Da muss jemand einfach genauer hinhören, was sich die Menschen wünschen. Also ich hatte als Unternehmerin jetzt nicht das Gefühl, irgendwie besonders gehört zu werden.
Was glauben Sie, sind gerade die wichtigsten Probleme, die in Stralsund angegangen werden müssten?
Unbedingt muss man sich auch um die ganzen Fragen der älteren Mitbürger kümmern. Das fängt in der Innenstadt an, die mit so vielen Schwellen für gehbehinderte Menschen eine Herausforderung ist. Genauso wie in einigen Stadtteilen und Wohnungen der Stralsunder Wohnungsbaugesellschaft, in denen es keine Fahrstühle gibt. Und das sind die Stellen, an denen man die Angebote deutlich verbessern muss, an denen ältere oder eingeschränkte Menschen leben. Das ist ein Herzensthema von mir.
Wie sieht es aus mit den jüngeren Menschen?
Die große Frage ist, wie hält man Jugendliche, Kinder und andere Menschen auf Dauer in einer Stadt? Wie schafft man es, so attraktiv zu sein, dass es nicht nur als diese Tourismusnummer funktioniert. Ich glaube, dass sind die wichtigen Fragen der Zukunft. Wie man sich als Stadt gut aufstellt. Ich habe für die nächsten Monate schon mehrere Verabredungen, um genau überall da hinzugehen und um zu hören, was sich die Leute vorstellen.
Auch Wohnen in attraktiver Umgebung muss für alle Menschen möglich sein. Anders geht es einfach nicht. Und ich kann mir vorstellen, dass man zukünftig häufiger über Mischgebiete nachdenkt. Dass man keine Ghettoisierung schafft in den Stadtteilen, sondern immer eine Kombination aus öffentlicher Bebauung, Städtebaugenossenschaft und privatem Wohnungsbau hat und einen guten Mix hinbekommt.
Was könnte Stralsund politisch von Greifswald lernen?
Die beiden Städte sind von der Einwohnerzahl ja wirklich vergleichbar. Ich finde, was in Greifswald sehr gelungen ist, ist die Einbeziehung der Bürger. Da gibt es zum Beispiel Stadtteilbeiräte, die viel näher an den Menschen sind. Dort, wo die Leute leben, können sie immer Empfehlungen abgeben, sich aktiv einmischen, und ich glaube, dass man da von Greifswald lernen kann.

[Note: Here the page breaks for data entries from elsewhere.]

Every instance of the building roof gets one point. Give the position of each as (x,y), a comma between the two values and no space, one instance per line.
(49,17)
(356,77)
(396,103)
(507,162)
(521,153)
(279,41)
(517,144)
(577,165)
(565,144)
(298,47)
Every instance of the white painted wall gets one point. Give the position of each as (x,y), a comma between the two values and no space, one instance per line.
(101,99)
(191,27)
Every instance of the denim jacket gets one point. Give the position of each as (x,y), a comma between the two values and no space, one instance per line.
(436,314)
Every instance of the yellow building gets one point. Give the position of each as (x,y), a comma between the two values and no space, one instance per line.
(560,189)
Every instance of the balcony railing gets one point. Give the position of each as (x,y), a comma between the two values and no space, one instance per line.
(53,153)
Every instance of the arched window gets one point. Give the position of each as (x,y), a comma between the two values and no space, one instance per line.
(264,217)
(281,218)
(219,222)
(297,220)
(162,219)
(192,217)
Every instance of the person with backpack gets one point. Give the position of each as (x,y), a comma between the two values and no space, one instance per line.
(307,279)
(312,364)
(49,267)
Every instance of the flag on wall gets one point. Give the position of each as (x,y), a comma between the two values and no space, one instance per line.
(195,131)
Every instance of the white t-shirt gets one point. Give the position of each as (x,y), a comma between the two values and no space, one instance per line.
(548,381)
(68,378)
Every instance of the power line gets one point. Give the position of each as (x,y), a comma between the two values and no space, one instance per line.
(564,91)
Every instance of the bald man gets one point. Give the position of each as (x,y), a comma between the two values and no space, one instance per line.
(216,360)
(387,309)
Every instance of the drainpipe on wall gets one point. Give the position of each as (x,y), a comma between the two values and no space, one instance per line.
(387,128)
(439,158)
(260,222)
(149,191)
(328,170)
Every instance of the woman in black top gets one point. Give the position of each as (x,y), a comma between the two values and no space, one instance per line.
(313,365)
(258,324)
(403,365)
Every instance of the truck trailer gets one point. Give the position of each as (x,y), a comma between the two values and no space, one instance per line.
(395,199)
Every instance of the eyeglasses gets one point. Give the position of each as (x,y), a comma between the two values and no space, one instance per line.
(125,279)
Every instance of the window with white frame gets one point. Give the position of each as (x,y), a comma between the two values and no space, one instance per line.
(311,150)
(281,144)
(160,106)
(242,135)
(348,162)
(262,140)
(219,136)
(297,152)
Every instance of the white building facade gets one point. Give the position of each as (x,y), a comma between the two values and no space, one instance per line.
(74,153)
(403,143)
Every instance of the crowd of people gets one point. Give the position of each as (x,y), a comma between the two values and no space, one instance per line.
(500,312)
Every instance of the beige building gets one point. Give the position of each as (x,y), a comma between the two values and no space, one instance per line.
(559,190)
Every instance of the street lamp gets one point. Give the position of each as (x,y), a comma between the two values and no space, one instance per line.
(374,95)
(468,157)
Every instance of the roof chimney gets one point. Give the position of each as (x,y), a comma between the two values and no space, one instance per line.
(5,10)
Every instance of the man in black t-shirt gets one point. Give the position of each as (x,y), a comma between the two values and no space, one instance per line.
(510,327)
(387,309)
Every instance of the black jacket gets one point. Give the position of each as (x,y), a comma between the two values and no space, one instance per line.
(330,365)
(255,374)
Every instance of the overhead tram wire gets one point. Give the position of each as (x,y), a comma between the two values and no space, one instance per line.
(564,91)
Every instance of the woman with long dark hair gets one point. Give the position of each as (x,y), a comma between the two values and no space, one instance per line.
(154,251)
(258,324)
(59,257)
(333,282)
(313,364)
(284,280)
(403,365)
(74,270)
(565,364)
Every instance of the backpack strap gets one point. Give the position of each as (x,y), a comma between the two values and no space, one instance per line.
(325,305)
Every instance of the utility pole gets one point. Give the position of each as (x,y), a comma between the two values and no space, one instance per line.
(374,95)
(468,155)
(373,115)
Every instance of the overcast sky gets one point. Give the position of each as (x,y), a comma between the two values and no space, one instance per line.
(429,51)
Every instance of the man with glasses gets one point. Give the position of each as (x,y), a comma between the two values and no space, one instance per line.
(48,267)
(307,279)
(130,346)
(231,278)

Ein ganz einfacher, unaufgeregter Punkt.
Ich halte auch das Kinder- und Jugendparlament in Greifswald für sehr gelungen. Meine zwei älteren Teenagerkinder finden das ganz spannend, weil sie dort auch Leute kennen. Ich finde, das ist auch ein Beitrag zur politischen Teilhabe und Bildung.
Das sind zwei einfache Dinge, die man einfach adaptieren kann und damit sofort viel mehr Menschen mitnimmt.

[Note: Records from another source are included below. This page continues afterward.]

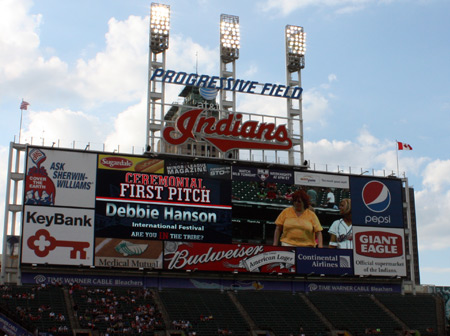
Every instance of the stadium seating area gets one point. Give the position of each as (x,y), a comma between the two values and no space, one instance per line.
(278,193)
(58,310)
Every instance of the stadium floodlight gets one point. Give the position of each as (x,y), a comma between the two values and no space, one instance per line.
(295,48)
(159,27)
(230,39)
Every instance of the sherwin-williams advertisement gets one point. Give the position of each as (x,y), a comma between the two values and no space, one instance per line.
(60,178)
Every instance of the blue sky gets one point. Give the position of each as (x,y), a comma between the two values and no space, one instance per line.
(376,72)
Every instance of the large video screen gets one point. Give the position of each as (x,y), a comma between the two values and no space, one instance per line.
(175,213)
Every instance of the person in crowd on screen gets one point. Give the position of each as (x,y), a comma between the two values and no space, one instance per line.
(331,200)
(312,196)
(341,234)
(298,225)
(262,194)
(288,195)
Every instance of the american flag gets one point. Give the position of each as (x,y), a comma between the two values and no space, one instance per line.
(24,105)
(403,146)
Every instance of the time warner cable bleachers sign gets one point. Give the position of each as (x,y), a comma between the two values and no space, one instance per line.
(125,211)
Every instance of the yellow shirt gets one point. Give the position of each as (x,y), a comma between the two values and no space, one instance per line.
(299,230)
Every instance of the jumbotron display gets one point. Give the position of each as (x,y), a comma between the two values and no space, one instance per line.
(179,213)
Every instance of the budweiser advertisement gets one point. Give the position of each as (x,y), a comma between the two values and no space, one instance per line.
(227,133)
(379,251)
(228,257)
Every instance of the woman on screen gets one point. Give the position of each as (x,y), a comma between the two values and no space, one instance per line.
(341,235)
(298,225)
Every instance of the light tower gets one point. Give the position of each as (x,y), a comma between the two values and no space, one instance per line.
(159,43)
(229,52)
(295,62)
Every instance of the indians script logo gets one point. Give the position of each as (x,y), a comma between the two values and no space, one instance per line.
(376,196)
(228,133)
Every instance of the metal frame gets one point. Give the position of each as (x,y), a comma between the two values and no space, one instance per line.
(13,208)
(158,44)
(295,62)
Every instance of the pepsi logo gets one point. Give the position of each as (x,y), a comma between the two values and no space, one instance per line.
(376,196)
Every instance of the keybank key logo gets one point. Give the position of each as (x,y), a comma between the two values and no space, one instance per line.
(376,196)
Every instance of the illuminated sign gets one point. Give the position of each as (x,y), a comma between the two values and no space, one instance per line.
(228,133)
(227,84)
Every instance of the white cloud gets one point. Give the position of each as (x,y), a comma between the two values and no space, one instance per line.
(433,206)
(119,72)
(62,126)
(285,7)
(129,130)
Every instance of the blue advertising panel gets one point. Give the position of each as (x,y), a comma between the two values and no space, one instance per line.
(352,287)
(162,207)
(81,279)
(376,202)
(324,261)
(11,328)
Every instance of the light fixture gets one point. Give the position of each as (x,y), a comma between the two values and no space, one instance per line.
(230,38)
(295,48)
(159,27)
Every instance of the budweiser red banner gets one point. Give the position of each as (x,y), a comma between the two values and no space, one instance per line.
(228,257)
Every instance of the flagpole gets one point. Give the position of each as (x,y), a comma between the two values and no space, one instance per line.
(21,112)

Ihr Mann ist ärztlicher Direktor des Krankenhauses in Teterow. Die Rekommunalisierung des Krankenhauses steht auch auf ihrer Wunschliste für die Hansestadt.

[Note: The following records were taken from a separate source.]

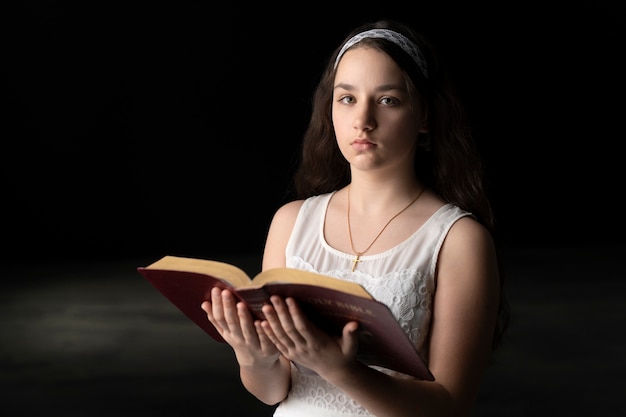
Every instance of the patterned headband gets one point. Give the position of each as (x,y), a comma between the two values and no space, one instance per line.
(399,39)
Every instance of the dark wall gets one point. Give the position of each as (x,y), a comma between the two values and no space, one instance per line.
(174,128)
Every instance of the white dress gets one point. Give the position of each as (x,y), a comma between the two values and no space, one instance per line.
(401,277)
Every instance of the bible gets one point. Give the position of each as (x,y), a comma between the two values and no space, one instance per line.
(327,301)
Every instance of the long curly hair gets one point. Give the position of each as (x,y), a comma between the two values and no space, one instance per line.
(451,166)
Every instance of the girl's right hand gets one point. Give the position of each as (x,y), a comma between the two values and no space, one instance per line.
(235,323)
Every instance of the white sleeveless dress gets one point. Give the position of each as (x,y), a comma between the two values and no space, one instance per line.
(401,277)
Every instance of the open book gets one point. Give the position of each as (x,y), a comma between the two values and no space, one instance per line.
(327,301)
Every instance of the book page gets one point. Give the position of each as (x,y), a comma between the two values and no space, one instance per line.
(237,277)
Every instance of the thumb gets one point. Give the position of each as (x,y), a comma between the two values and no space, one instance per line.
(350,339)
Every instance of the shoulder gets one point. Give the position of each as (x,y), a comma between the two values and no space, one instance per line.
(278,234)
(468,254)
(468,237)
(287,213)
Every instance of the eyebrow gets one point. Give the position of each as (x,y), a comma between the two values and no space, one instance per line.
(384,87)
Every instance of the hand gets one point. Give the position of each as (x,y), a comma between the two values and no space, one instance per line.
(300,341)
(236,325)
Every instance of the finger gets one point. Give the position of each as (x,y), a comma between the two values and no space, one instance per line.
(231,315)
(288,328)
(302,326)
(247,326)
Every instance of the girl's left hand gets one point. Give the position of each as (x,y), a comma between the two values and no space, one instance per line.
(300,341)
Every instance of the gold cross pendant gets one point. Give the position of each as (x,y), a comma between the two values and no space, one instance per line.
(354,261)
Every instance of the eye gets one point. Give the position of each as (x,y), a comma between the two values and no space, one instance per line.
(388,101)
(346,99)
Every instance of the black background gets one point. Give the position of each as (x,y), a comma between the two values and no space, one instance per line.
(140,129)
(131,130)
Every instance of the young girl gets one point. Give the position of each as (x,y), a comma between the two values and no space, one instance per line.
(391,197)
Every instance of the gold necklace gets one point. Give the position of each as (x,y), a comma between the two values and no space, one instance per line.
(358,254)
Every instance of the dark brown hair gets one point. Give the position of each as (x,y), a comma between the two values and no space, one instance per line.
(452,167)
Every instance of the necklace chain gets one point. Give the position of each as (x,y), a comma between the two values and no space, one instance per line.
(358,254)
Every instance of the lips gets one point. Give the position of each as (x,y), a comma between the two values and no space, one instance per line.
(362,144)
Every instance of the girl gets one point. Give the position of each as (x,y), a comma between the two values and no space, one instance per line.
(391,196)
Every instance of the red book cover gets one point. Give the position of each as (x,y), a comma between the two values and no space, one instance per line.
(329,302)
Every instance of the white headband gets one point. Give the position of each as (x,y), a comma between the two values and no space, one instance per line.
(399,39)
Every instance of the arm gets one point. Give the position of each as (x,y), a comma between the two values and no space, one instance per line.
(264,372)
(464,316)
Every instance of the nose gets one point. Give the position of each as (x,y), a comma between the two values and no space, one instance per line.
(364,117)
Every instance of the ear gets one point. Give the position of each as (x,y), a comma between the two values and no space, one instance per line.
(424,125)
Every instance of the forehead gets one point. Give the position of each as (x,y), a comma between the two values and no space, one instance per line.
(363,61)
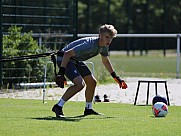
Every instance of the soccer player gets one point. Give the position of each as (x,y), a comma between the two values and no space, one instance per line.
(70,61)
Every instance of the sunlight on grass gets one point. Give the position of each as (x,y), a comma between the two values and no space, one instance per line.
(31,117)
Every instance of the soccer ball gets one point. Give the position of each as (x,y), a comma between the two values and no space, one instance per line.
(160,109)
(159,98)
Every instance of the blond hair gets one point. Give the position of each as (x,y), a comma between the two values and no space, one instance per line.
(108,29)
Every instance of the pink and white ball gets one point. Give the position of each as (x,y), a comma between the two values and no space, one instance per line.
(160,109)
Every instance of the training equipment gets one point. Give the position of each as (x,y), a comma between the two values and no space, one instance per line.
(91,112)
(159,98)
(160,109)
(121,83)
(58,111)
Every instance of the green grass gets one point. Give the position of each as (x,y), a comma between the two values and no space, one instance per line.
(138,66)
(33,118)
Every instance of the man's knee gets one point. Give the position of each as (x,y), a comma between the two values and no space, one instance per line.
(90,81)
(79,83)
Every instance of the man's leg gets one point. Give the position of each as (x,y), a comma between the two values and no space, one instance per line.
(90,82)
(72,90)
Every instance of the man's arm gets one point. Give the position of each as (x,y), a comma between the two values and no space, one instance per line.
(66,57)
(107,64)
(60,78)
(109,67)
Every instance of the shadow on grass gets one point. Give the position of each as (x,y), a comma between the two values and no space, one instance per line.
(73,119)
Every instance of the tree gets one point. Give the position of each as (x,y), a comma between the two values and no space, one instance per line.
(18,44)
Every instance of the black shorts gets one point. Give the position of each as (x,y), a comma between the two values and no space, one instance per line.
(76,69)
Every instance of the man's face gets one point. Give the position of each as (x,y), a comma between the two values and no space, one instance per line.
(105,39)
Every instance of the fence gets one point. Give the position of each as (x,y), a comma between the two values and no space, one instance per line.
(176,36)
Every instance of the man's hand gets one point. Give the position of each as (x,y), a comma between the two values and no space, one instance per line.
(60,78)
(121,83)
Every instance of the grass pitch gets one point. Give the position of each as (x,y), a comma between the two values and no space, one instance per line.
(31,117)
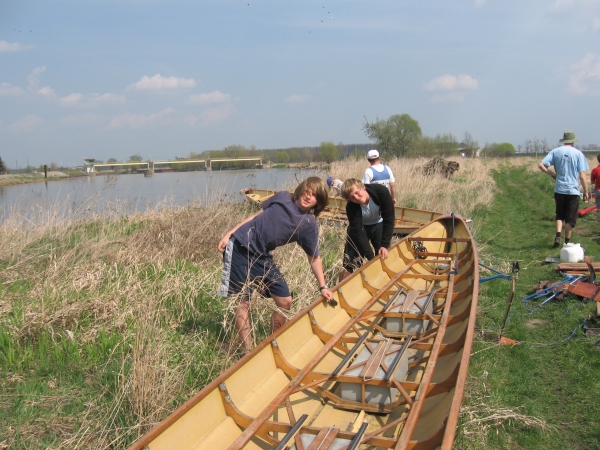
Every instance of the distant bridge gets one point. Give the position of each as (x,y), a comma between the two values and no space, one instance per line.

Korrekt. Das ist natürlich der Grund, warum sowas als Herzensanliegen kommt, weil über viele Jahre bei uns zu Hause diskutiert wurde, was das für die Patientenversorgung bedeutet, wenn es eher um Gewinne geht und nicht um die Menschen. Da wäre ich wirklich stur, weil ich finde, dass Krankenhäuser Orte müssen sein, wo es um Fürsorge geht, und Profit darf da nicht im Vordergrund stehen. Natürlich sollte am Ende eine schwarze Null drunterstehen, aber das Geld, was man mit dem Krankenhaus verdient, sollte man in bessere Leistungen für Patienten, Infrastruktur und verbesserte Bedingungen für die Mitarbeiter stecken.
Haben Sie einen Lieblingsplatz in Stralsund?
Also ich glaube, es werden sich noch viele mehr entwickeln, aber gerade finde ich es in Devin im Naturschutzgebiet richtig bezaubernd.
Eine Frage, die wir auch den Landtagskandidat:innen gestellt haben: Was wollten Sie als Kind gerne werden?
Ich habe als Kind immer gesagt, ich will Bundeskanzlerin werden (lacht). Jetzt will ich das aber nicht mehr. Dafür will es momentan meine achtjährige Tochter.